Second, side-by-side with blockade of cell volume changes in hyposmotic medium, 10-min preincubation at 48 °C completely abolished RVD as well as the increment of Ba2+-sensitive K+-channel activity (Fig. 10a), providing RVD in a large number of cells studied so far (Lang et al. 1998; Hoffmann et al. 2009).

In contrast to swelling, cell shrinkage in hyperosmotic medium was not affected by 10-min preincubation at 48 °C (Fig. 1). Additional experiments demonstrated that the maximal amplitude of hyperosmotic shrinkage decreased by twofold with preincubation temperature elevation to 50 °C (Fig. 8). We also discerned that identical treatment completely abolished the increment of Na+, K+, 2Cl cotransport activity seen in shrunken A549 cells (Fig. 10b).
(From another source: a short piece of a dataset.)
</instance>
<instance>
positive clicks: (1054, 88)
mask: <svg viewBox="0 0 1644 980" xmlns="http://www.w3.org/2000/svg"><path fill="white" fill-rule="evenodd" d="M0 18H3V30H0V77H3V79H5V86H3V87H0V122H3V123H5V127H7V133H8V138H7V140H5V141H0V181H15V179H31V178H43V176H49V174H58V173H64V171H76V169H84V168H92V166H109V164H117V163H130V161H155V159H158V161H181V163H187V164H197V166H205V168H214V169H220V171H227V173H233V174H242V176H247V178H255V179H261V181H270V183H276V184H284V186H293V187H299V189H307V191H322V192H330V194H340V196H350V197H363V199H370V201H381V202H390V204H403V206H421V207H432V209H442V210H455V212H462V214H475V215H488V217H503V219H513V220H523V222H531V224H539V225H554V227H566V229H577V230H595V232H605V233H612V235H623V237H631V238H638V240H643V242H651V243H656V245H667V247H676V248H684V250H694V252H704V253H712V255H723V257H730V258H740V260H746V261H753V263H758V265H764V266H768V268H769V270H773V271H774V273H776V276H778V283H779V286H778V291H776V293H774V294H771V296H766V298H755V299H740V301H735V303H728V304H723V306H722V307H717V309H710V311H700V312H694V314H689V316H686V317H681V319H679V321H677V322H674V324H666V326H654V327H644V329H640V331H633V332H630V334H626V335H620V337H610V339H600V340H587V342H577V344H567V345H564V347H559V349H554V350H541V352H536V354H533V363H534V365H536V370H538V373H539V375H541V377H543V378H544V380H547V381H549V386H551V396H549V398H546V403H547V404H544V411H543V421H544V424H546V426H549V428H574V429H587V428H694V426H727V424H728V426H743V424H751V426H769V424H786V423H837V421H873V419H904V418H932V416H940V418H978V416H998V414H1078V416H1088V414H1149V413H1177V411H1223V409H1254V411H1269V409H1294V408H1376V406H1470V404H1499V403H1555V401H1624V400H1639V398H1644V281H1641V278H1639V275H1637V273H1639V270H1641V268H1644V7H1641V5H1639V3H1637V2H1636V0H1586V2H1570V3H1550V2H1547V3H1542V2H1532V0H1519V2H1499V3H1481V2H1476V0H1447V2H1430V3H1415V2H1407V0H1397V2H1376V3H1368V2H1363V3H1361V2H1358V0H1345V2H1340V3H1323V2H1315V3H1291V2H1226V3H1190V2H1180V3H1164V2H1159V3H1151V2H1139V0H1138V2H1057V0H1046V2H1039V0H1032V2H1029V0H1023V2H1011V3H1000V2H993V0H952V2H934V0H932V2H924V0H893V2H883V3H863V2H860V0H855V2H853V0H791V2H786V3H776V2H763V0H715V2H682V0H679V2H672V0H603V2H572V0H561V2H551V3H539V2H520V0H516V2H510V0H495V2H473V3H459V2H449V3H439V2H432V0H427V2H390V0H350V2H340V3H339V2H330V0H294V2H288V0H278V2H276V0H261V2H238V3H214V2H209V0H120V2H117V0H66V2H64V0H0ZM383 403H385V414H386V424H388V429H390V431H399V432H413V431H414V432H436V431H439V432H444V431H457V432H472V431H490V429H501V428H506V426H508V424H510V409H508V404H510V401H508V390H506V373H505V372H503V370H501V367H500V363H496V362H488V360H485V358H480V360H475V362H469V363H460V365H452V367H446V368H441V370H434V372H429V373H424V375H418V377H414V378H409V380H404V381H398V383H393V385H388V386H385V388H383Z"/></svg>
The former phenomenon is consistent with data on thermal inactivation of shrinkage-dependent Na+, K+, 2Cl cotransport in rat erythrocytes that correlate with spectrin annealing and disruption of the cortical cytoskeleton (membrane carcass) (Orlov et al. 1993; Parshina et al. 2013). Mechanisms underlying a distinct impact of temperature elevation on cell volume changes triggered by biogel osmosensing properties in hypo- and hyperosmotic media remain unknown.

In conclusion, our results reveal that thermal inactivation of cytoplasmic gel swelling in hyposmotic medium is accompanied by inhibition of swelling-induced K+ fluxes and RVD. The role of cytoplasmic gel osmosensitivity in intracellular signaling triggered by hyperosmotic shrinkage should be examined further.